Tariffs have driven some retailers to cut their guidance for the current fiscal year, but Ulta Beauty has raised its guidance slightly after posting higher-than-expected comparable sales and income for the first quarter.
Ulta now expects net sales in the $11.5 billion to $11.7 billion range as opposed to the earlier reading of $11.5 billion to $11.6 billion, with diluted earnings per share of $22.65 to $23.20 versus the previously stated $22.50 to $22.90, the company noted.
Net income in the quarter was $305.1 million, or $6.70 per diluted share, versus $313.1 million, or $6.47 per diluted share, in the year-prior quarter.
Analysts polled by Yahoo Finance on average expected earnings per diluted share of $5.80 and revenues of $2.79 billion.
Net sales were $2.85 billion versus $2.73 billion in the year-before quarter with comparable sales up 2.9%, Ulta stated. Operating income was $401.8 million versus $400.9 million in the year-earlier period.
Kecia Steelman, Ulta president and CEO, said that the company has a tariff mitigation plan in place, noting its exposure to duties as they have been introduced is very limited.

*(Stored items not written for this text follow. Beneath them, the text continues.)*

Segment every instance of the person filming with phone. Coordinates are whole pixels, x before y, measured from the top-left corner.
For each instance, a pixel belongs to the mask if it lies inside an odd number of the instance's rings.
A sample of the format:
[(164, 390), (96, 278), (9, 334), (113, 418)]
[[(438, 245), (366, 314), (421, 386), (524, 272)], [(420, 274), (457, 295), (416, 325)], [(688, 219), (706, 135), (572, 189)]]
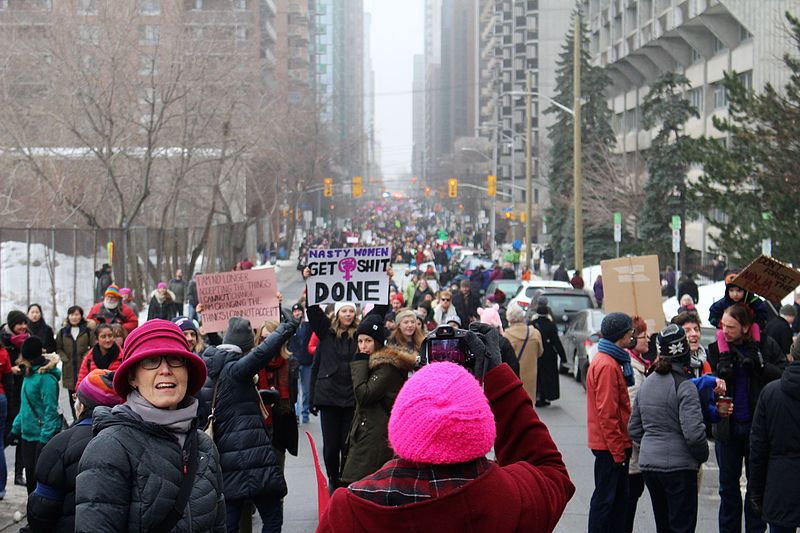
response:
[(426, 344), (389, 416), (395, 458), (337, 489), (317, 531), (552, 531), (575, 486), (499, 339), (440, 326)]

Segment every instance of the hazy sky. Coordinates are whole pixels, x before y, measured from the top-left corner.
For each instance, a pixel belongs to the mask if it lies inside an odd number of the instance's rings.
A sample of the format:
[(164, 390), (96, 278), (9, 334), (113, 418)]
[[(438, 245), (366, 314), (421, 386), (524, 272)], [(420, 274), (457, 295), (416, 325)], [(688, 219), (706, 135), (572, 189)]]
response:
[(411, 168), (411, 82), (414, 54), (424, 47), (424, 7), (424, 0), (364, 0), (372, 15), (375, 129), (387, 178)]

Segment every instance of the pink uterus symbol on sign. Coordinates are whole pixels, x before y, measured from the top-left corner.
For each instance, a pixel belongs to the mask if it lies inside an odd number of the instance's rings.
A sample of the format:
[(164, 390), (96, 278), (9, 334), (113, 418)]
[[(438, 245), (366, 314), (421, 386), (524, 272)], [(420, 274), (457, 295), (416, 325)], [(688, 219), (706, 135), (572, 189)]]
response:
[(352, 271), (356, 269), (356, 259), (355, 257), (346, 257), (339, 261), (339, 272), (344, 274), (345, 281), (350, 281), (350, 278), (353, 277), (351, 274)]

“Fiscal 2025 is off to an encouraging start with stronger-than-expected performance,” Steelman said. “Our Ulta Beauty Unleashed plan is resonating with guests, energizing our team, and fueling growth. The operating environment is fluid, and our outlook reflects uncertainty around how consumer demand could evolve. We believe our model uniquely positions us to win, and we will continue to focus on serving our guests while staying agile as we move through the year.”